My agent is a traitor.
This week, my Uncle Cooper is visiting. Apparently, Gram and Grand-dude went on vacation and my agent volunteered to take on this incredibly grotesque mutt. This fact, by itself, isn't the issue. It's the fact he refuses to follow the code of our home.
First, it is understood that anyone visiting my domain is never--ever--allowed to make eye contact with me. It's a matter of respect. In fact, Brach lived with us for six months before I allowed him to look me in the eye. This bastard dog stares me down every chance he gets. From afar, he eyeballs me. Up close, he eyeballs me. I hiss in an attempt to address the issue, but it seems there is a language barrier, so his behavior doesn't change. My agent's answer to this blatant display of disrespect is to get the camera and snap away! "You know I have your back, Kukka." Whatever.
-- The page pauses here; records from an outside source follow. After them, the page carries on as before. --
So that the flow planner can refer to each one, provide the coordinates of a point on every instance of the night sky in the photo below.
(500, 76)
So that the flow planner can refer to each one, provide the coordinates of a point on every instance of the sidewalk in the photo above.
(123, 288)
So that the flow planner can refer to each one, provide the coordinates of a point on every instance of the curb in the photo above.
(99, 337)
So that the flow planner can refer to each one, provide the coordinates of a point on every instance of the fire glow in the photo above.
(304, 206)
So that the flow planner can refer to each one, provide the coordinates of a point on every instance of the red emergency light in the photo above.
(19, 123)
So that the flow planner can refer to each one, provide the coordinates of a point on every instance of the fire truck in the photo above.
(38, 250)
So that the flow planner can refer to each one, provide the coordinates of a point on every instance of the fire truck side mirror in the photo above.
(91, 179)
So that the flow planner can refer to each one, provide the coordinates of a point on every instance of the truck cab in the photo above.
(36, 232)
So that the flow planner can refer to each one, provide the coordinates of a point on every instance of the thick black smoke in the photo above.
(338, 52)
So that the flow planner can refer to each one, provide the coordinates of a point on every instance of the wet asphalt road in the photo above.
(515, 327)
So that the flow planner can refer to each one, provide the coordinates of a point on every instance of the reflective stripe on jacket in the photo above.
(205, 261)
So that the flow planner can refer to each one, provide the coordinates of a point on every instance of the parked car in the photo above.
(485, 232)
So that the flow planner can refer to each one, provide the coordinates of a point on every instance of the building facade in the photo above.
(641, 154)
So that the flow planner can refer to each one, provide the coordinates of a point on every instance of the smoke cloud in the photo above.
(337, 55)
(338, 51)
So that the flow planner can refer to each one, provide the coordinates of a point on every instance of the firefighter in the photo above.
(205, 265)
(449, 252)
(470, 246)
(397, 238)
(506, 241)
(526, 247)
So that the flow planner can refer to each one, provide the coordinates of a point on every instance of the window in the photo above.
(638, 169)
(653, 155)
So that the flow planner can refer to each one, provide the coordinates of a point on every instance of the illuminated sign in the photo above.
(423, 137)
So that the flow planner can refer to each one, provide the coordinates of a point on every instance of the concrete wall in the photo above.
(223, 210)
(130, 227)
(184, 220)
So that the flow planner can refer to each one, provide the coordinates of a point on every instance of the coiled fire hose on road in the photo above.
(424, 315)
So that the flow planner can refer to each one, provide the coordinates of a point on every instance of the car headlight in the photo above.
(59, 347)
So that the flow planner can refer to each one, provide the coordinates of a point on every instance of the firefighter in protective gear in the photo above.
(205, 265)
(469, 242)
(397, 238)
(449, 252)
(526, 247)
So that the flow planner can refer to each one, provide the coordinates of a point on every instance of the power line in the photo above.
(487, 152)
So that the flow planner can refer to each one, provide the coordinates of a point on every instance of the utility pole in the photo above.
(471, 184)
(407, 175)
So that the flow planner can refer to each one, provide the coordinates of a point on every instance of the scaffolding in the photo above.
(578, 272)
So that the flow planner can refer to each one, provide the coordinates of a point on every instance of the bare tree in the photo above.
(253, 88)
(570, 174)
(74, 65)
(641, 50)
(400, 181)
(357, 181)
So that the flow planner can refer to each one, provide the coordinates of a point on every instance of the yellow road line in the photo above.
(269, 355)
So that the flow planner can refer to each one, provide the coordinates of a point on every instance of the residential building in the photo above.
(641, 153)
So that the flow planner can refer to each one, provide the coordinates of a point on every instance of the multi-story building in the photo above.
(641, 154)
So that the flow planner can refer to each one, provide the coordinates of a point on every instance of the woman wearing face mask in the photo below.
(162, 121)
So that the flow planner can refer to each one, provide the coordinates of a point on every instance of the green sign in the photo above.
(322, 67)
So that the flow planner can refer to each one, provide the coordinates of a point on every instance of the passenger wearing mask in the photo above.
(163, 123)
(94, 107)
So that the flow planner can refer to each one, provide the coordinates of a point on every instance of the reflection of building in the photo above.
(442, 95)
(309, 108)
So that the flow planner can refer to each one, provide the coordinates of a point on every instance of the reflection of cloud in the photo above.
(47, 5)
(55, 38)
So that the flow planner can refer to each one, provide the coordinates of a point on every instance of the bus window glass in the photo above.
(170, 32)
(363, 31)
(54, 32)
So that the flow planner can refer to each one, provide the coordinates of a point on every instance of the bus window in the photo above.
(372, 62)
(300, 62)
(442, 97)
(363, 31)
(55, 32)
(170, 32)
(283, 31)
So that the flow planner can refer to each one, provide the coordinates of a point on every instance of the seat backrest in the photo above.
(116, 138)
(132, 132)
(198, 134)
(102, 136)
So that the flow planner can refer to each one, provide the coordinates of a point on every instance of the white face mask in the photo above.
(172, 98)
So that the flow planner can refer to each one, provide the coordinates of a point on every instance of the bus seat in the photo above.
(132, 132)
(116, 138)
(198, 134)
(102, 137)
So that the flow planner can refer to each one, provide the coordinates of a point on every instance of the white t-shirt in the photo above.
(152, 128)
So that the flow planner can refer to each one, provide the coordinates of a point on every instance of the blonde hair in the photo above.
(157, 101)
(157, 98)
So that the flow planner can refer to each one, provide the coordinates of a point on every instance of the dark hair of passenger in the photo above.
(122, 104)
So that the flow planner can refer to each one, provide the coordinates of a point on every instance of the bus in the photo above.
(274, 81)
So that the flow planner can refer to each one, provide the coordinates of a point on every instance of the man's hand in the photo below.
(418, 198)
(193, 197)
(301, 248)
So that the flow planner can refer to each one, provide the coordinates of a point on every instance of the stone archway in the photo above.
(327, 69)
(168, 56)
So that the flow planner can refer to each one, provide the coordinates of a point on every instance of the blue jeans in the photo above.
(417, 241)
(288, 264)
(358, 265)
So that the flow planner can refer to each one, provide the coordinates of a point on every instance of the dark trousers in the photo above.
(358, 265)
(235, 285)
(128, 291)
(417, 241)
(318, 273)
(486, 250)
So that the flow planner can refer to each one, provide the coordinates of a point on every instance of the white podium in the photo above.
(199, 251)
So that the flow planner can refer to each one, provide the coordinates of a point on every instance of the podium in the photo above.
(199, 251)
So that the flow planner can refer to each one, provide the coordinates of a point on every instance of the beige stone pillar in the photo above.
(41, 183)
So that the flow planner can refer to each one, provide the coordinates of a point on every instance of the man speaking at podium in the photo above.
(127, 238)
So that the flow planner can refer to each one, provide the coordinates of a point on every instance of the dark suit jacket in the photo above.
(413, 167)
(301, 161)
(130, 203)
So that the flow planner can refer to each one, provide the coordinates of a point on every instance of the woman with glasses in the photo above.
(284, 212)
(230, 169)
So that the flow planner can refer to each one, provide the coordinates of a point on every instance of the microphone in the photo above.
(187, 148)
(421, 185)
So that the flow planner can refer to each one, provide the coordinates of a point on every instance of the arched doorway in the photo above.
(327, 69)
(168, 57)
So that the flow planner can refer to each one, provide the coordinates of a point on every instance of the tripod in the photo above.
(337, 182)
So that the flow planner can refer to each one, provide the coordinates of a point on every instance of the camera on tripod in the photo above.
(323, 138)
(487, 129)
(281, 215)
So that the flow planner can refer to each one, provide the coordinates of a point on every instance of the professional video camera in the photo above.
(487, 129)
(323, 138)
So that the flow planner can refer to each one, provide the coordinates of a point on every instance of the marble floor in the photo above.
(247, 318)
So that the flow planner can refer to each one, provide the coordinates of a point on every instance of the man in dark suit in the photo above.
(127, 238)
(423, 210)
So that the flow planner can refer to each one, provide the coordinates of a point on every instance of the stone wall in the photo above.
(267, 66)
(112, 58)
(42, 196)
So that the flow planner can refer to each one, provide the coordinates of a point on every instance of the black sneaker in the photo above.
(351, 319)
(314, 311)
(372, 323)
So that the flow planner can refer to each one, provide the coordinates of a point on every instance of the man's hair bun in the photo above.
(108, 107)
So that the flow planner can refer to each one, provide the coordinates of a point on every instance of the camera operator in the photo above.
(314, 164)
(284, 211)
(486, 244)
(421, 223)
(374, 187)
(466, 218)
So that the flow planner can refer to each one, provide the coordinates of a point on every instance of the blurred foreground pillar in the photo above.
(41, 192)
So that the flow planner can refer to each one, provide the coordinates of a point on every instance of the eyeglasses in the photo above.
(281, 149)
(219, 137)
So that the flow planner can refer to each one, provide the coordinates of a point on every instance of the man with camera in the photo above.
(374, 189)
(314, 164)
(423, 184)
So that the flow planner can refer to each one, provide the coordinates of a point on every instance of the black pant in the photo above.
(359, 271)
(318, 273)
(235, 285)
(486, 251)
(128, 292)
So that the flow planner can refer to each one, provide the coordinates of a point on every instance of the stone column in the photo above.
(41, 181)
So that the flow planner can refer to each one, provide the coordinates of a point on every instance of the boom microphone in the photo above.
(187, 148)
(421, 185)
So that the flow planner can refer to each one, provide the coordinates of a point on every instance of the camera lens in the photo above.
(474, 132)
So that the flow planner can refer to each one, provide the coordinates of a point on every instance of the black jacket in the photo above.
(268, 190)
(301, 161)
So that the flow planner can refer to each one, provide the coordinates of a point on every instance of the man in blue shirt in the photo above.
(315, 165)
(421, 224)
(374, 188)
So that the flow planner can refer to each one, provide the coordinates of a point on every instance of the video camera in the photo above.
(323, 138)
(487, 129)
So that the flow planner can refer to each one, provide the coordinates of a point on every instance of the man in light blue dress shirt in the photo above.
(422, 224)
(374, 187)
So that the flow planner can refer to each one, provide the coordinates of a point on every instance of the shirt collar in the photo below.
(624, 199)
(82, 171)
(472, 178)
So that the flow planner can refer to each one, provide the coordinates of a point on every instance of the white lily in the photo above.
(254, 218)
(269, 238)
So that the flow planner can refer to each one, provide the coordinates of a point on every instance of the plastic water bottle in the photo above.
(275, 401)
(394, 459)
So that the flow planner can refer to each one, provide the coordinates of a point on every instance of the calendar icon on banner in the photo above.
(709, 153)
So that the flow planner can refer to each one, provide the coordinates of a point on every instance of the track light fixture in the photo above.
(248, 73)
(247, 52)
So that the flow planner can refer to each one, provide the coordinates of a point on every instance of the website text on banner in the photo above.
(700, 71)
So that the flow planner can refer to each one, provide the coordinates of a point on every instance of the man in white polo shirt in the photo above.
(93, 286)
Secondly, there are places in the house that are just mine. Mine. The couch, the chairs, the floors, the bed, the kitchen (especially next to the refrigerator, where the treats are kept)--basically every square inch of the house. He doesn't seem to comprehend this, so he has spent much of his time sleeping on the couch next to my agent. WHILE SHE PETS HIM! The bitch encourages his behavior, which is further proof of her disloyalty.
That brings me to my third point: My agent's loving caresses are mine and mine alone! It's bad enough I occasionally have to share her paws with my brother, but a dog? And what is up with petting me immediately after petting Cooper (if that is his real name)? Your hands stink and have dirty dog residue that dulls my coat. I don't spend three hours a day grooming just to smell like a filthy dog. If you must pet him, the least you can do is use a little hand sanitizer before laying hands on me.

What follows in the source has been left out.